Divan

Posted on Dec 15, 2025

Mock Data API That Actually Understands Foreign Keys

#api #programming #sideprojects #webdev

Every developer knows the pain: you need test data for your database, but generating realistic relational data is a nightmare.

You end up with orders pointing to customers that don't exist. Invoices referencing products with invalid IDs. Foreign key constraints screaming at you.

So I built DataForge - a mock data API where foreign keys actually work.

The Problem

Let's say you have a simple e-commerce schema:

customers (id, name, email)
orders (id, customer_id, total, status)  -- customer_id references customers.id

When you generate mock data, you need orders.customer_id to contain real IDs that exist in the customers table.

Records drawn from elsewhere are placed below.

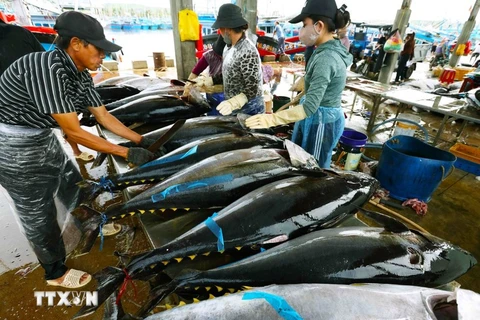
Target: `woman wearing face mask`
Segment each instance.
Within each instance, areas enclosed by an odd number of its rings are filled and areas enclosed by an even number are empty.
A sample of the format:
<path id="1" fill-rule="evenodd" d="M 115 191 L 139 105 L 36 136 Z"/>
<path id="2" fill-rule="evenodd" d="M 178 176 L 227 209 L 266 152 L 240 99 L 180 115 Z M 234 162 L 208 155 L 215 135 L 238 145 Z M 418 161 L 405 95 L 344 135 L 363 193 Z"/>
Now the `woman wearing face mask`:
<path id="1" fill-rule="evenodd" d="M 334 0 L 308 0 L 301 14 L 290 20 L 290 23 L 303 21 L 300 41 L 317 47 L 307 65 L 305 96 L 298 106 L 246 120 L 252 129 L 296 122 L 293 142 L 312 154 L 322 168 L 330 167 L 333 148 L 345 127 L 341 96 L 352 56 L 335 39 L 335 30 L 350 23 L 350 14 L 345 9 L 345 5 L 337 9 Z"/>
<path id="2" fill-rule="evenodd" d="M 223 90 L 225 101 L 217 110 L 222 115 L 263 113 L 262 68 L 255 45 L 247 39 L 248 22 L 240 7 L 227 3 L 220 7 L 212 28 L 220 29 L 227 44 L 223 52 Z"/>

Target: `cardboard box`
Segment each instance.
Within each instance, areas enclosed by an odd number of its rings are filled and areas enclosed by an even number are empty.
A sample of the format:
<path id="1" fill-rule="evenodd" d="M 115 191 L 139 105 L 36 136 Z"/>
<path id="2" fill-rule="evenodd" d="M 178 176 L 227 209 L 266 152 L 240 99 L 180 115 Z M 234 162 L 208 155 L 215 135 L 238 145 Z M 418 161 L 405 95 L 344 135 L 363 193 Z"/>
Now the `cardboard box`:
<path id="1" fill-rule="evenodd" d="M 148 64 L 146 60 L 133 60 L 132 61 L 133 69 L 148 69 Z"/>

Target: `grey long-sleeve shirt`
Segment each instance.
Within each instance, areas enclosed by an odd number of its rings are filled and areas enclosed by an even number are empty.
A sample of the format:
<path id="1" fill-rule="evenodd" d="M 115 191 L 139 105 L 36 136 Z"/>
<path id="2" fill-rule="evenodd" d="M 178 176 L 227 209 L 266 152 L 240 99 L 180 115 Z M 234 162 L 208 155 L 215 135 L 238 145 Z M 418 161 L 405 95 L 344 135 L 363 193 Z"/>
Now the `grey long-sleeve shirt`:
<path id="1" fill-rule="evenodd" d="M 347 80 L 347 66 L 353 57 L 340 40 L 330 40 L 313 52 L 305 74 L 305 101 L 307 116 L 318 107 L 340 107 L 342 91 Z"/>

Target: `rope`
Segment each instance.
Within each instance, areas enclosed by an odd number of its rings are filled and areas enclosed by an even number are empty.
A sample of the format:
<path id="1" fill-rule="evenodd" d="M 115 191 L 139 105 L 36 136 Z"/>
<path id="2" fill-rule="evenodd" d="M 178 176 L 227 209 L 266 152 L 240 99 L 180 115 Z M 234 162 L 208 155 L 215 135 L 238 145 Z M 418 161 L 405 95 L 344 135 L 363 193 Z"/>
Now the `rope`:
<path id="1" fill-rule="evenodd" d="M 123 294 L 127 291 L 127 286 L 129 283 L 132 284 L 133 291 L 135 293 L 134 299 L 135 300 L 137 299 L 137 287 L 135 286 L 135 283 L 133 283 L 132 277 L 128 274 L 127 269 L 123 269 L 123 273 L 125 273 L 125 279 L 123 280 L 122 286 L 118 291 L 117 300 L 115 301 L 117 305 L 120 303 L 120 300 L 122 299 Z"/>
<path id="2" fill-rule="evenodd" d="M 101 214 L 102 221 L 100 222 L 100 225 L 98 226 L 100 228 L 100 251 L 103 250 L 103 226 L 105 223 L 107 223 L 107 215 L 105 213 Z"/>

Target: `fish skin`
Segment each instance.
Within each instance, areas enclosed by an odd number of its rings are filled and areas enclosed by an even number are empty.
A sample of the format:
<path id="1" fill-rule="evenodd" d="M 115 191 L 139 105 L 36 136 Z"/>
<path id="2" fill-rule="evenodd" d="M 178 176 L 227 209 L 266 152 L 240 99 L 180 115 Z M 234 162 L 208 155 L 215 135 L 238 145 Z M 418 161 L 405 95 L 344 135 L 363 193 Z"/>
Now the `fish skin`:
<path id="1" fill-rule="evenodd" d="M 109 112 L 123 123 L 169 123 L 178 119 L 198 117 L 211 110 L 206 102 L 191 105 L 181 99 L 172 100 L 177 104 L 161 96 L 146 96 Z"/>
<path id="2" fill-rule="evenodd" d="M 177 172 L 124 204 L 109 207 L 104 216 L 111 221 L 151 210 L 222 208 L 255 188 L 297 174 L 286 157 L 288 152 L 278 149 L 220 153 Z M 72 215 L 82 223 L 84 233 L 77 253 L 89 252 L 102 216 L 85 205 Z"/>
<path id="3" fill-rule="evenodd" d="M 158 183 L 172 174 L 194 165 L 199 161 L 221 152 L 247 148 L 282 148 L 283 140 L 265 134 L 247 134 L 242 136 L 225 133 L 200 138 L 184 145 L 143 166 L 136 167 L 121 174 L 103 178 L 103 185 L 98 182 L 79 183 L 88 199 L 92 200 L 102 191 L 120 190 L 126 187 Z M 102 180 L 102 181 L 103 181 Z"/>
<path id="4" fill-rule="evenodd" d="M 469 290 L 459 289 L 462 294 Z M 228 296 L 190 303 L 155 313 L 146 320 L 284 319 L 265 299 L 244 300 L 251 293 L 284 299 L 305 320 L 437 319 L 434 301 L 455 299 L 455 292 L 393 284 L 287 284 L 270 285 Z M 473 294 L 480 306 L 480 295 Z M 459 311 L 463 301 L 457 301 Z M 474 302 L 465 302 L 473 305 Z M 283 305 L 284 306 L 284 305 Z M 345 307 L 348 306 L 348 307 Z M 468 319 L 467 317 L 464 319 Z M 474 319 L 474 318 L 471 318 Z"/>
<path id="5" fill-rule="evenodd" d="M 357 180 L 353 181 L 353 177 Z M 225 250 L 238 250 L 235 247 L 261 244 L 279 235 L 292 237 L 311 228 L 328 227 L 344 215 L 356 211 L 377 187 L 378 182 L 364 174 L 292 177 L 246 194 L 219 211 L 213 219 L 223 230 Z M 315 195 L 313 201 L 312 194 Z M 276 201 L 292 195 L 298 198 L 291 202 Z M 163 247 L 133 257 L 125 270 L 132 279 L 148 279 L 165 269 L 163 262 L 215 251 L 217 239 L 205 224 L 200 224 Z M 107 284 L 112 277 L 120 285 L 125 274 L 113 269 L 100 272 L 99 297 L 107 297 L 111 293 L 106 292 L 108 288 L 103 281 Z M 84 311 L 87 312 L 86 309 Z"/>
<path id="6" fill-rule="evenodd" d="M 295 283 L 390 283 L 436 287 L 477 263 L 467 251 L 418 231 L 350 227 L 315 231 L 220 268 L 185 273 L 151 290 L 146 316 L 177 288 Z M 272 268 L 275 266 L 275 268 Z"/>
<path id="7" fill-rule="evenodd" d="M 137 88 L 124 85 L 98 87 L 95 88 L 95 91 L 97 91 L 97 93 L 100 95 L 100 98 L 104 104 L 140 93 L 140 90 Z"/>

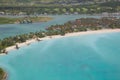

Most solutions give you random UUIDs. Then your app crashes. Or you spend hours writing scripts to manually wire up relationships.

The Solution

With DataForge, you define relationships in your schema, and the API handles the rest:

{
  "tables": {
    "customers": {
      "count": 100,
      "columns": {
        "id": { "type": "uuid" },
        "name": { "type": "person.fullName" },
        "email": { "type": "person.email" }
      }
    },
    "orders": {
      "count": 500,
      "columns": {
        "id": { "type": "uuid" },
        "customer_id": { "reference": "customers.id" },
        "total": { "type": "commerce.price(50,500)" },
        "status": { "type": "random([\"pending\",\"shipped\",\"delivered\"])" }
      }
    }
  }
}

The magic is in this line:

"customer_id": { "reference": "customers.id" }

DataForge automatically:

Generates customers first
Collects all the customer IDs
Assigns real, valid IDs to each order

No broken foreign keys. No constraint violations. Just clean, relational data.

Real Output

Here's actual output from the API:

{
  "customers": [
    { "id": "d457875d-...", "name": "David Miller", "email": "david.miller@gmail.com" },
    { "id": "e45b7aa7-...", "name": "Mary Gonzalez", "email": "mary.g@outlook.com" },
    { "id": "ae5e7e8b-...", "name": "Emma Jones", "email": "emma.jones42@yahoo.com" }
  ],
  "orders": [
    { "id": "156a6208-...", "customer_id": "e45b7aa7-...", "total": 116.32, "status": "delivered" },
    { "id": "b8089f49-...", "customer_id": "d457875d-...", "total": 165.47, "status": "pending" },
    { "id": "86cc7ffe-...", "customer_id": "e45b7aa7-...", "total": 176.77, "status": "delivered" }
  ]
}

Every customer_id in orders is a valid UUID from the customers table.

50+ Data Types

Beyond foreign keys, DataForge supports all the types you'd expect:

People & Identity

person.firstName, person.lastName, person.fullName
person.email, person.phone, person.username
person.age, person.jobTitle, person.dateOfBirth

Addresses

address.street, address.city, address.state
address.country, address.zipCode
address.latitude, address.longitude

Commerce & Finance

commerce.price(min, max), commerce.productName
commerce.company, commerce.category
finance.creditCard, finance.bitcoin, finance.iban

Internet

internet.url, internet.domain, internet.ip
internet.email, internet.hexColor

Dates

date.past(years), date.future(years), date.recent(days)
date.between(start, end), date.timestamp

Special Types

uuid, autoincrement, boolean(probability)
random(["option1", "option2", "option3"])
weighted({"active": 0.8, "inactive": 0.2})

Multiple Output Formats

JSON (default)

curl -X POST https://your-api/generate \
  -H "Content-Type: application/json" \
  -d '{"tables": {...}, "output": "json"}'

SQL (PostgreSQL, MySQL, SQL Server, SQLite)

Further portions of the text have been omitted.